Biden’s interest in racial justice is driven in part by the outpouring of protest in response to the killing of George Floyd by Minneapolis police this year. The incident prompted IBM to announce in June that it would no longer offer face recognition. Soon after, Microsoft said it would pause sales to law enforcement until federal legislation was in place. Amazon also halted law enforcement sales, but only for a year.
Chris Padilla, IBM’s vice president of government and regulatory affairs, says the company was already concerned about inaccuracies in face recognition but that the Floyd protests made the company more aware of the potential consequences of any errors. “We’re not confident these things can be made to work in a law enforcement context accurately enough,” he says.
IBM hasn’t taken a position on a federal ban of law enforcement use, but urges a national discussion of options for regulation. Padilla also says the government should ban export of the technology to authoritarian countries such as China.

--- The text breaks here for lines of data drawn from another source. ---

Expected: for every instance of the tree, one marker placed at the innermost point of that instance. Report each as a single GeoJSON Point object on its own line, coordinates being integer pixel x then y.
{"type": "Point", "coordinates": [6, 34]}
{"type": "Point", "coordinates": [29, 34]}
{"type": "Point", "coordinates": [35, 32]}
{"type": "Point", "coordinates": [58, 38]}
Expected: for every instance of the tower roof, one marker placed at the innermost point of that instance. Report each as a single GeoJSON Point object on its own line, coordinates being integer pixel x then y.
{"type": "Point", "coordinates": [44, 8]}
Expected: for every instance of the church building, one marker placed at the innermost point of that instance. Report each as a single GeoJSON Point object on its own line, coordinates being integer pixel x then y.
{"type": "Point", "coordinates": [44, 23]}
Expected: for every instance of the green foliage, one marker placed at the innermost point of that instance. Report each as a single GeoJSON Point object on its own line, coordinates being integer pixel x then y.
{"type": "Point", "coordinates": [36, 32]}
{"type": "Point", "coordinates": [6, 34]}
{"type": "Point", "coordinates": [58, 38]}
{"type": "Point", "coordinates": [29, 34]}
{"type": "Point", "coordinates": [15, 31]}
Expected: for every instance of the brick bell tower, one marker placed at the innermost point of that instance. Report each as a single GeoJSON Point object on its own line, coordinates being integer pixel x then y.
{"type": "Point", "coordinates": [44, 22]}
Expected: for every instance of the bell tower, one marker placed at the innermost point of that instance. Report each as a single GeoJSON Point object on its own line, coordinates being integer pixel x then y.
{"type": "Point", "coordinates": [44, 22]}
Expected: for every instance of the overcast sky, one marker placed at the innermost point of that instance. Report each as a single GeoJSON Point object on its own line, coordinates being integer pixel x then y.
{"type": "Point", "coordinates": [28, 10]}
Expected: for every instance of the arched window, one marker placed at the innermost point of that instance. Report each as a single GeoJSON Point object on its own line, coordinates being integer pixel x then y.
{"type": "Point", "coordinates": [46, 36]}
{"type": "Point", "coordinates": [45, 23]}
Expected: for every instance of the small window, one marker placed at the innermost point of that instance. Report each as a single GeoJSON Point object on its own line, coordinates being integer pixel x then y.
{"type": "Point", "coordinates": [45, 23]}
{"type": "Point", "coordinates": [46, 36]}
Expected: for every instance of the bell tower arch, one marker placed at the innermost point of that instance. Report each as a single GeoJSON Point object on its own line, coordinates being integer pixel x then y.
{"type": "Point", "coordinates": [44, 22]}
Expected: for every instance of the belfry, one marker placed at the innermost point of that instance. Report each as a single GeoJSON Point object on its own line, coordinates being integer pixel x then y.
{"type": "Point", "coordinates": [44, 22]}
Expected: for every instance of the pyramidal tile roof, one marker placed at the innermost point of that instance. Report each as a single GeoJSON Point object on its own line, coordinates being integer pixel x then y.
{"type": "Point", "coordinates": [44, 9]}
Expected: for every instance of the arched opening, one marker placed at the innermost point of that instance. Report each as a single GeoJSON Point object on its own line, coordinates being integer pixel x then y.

Amazon directed WIRED to a 2019 blog post that suggested safeguards on law enforcement use of face recognition but also stated that “new technology should not be banned or condemned because of its potential misuse.” A Microsoft spokesperson said government rules for whether and how face recognition is used should be “grounded in human rights protections like privacy, freedom of expression, and freedom of association.”
Tech companies and some lawmakers broadly agree that face recognition rules are needed, but there won’t be easy agreement on what exactly the limits should be. A Washington state law passed in March, supported by Microsoft and introduced by a state senator who works for the company, illustrates some of the divisions.
Washington’s law requires government agencies to disclose information about their use of face-recognition technology and that technology’s accuracy on different demographics. It also requires “meaningful human review” when the technology is used for major decisions, and it prohibits law enforcement from using face algorithms on live videofeeds except in emergencies.
Microsoft called that law an “important model,” but it is more permissive than the outright bans on government use of face recognition passed in more than a dozen cities, including Boston and San Francisco. Portland passed a law that also bars use by private companies, over opposition from Amazon.
Jennifer Lee, technology and liberty project manager at ACLU of Washington, hopes the state’s law does not become a national model. “We need a strong state surveillance ban and to ensure agencies and companies can’t use facial recognition to profile people,” she says. “The bill that passed doesn’t include those measures.” The ACLU is working on a new Washington privacy bill and hopes to include a requirement that companies ask consumers to opt into face recognition before using the technology.
Some proposals floated in Congress have been more strict than Washington’s law. In 2019, senators Roy Blunt (R-Missouri) and Brian Schatz (D-Hawaii) introduced a bill that would require companies to obtain consent before collecting face-recognition data. Filings indicate that Amazon, IBM, and Microsoft all lobbied lawmakers on the bill. In June, a group of Democratic senators and representatives introduced a bill that would place a moratorium on the use of biometric technology, including face recognition, by federal agencies.
In the absence of federal regulation, face recognition has become easier to access and more widely used. That, and the range of industries lobbying in DC on the issue, suggests that hammering out ground rules will be complicated. “Facial recognition is increasingly the most effective, seamless way to identify people in many different kinds of applications,” says Castro, of ITIF.